The U.S. Chamber of Commerce and other business organizations favor a large expansion of H1-B visas especially for talented people from around the world who study at U.S. universities on student visas, but cannot stay after they graduate.
The ones who do stay are in high demand, according to Massey Villareal, president of Precision Task Group in Houston.
“We spend over $30,000 a month just on recruiting costs, just trying to find these employees, so my clients are asking for highly qualified skill sets that I have a hard time finding, and then when I find them, my competitor offers them $10,000 a year more and they are gone," said Villareal.
Last year, 172,000 petitions for H1-B visas were filed, but current law allows for only 85,000 each year.
Attorney Charles Foster headed a task force on immigration for the Greater Houston Partnership.
“It is a dysfunctional system; one day a year you can petition for the brightest people in the world, and then you have a 30 percent chance," he said.
Many pro-reform business executives are Republicans, but Foster says the party’s immigration policy is controlled by the Tea Party movement.
“Their anger, their opposition, is mostly based upon rumor and anecdotal stuff that has little to do with the truth. When you get before them and explain what real immigration reform means, they have a very different position," he said.
Still, most conservatives remain opposed on principle to any reform that would provide what they see as amnesty for people who entered the country illegally.
Bill Richardson, a Democrat, says his party is right to insist on legalization, as well as a pathway to citizenship.
“We need to bring the 11 million undocumented workers that are currently in this country out of the shadows; make them productive players in the U.S. economy," he said.

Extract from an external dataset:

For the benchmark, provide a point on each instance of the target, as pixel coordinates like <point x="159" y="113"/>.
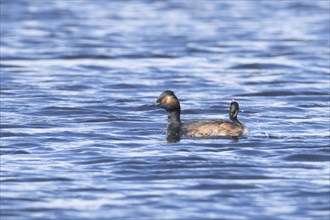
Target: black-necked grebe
<point x="197" y="128"/>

Republicans in Congress favor a bill that would increase the number of H1-B visas for skilled workers and leave the larger reform package for later.
But Democrats reject that, saying it should be part of an overall reform that would open the door to citizenship to those living here illegally, and that stalemate, according to studies done by business groups, is costing the nation tens of thousands of jobs as well as a more competitive edge in the world economy.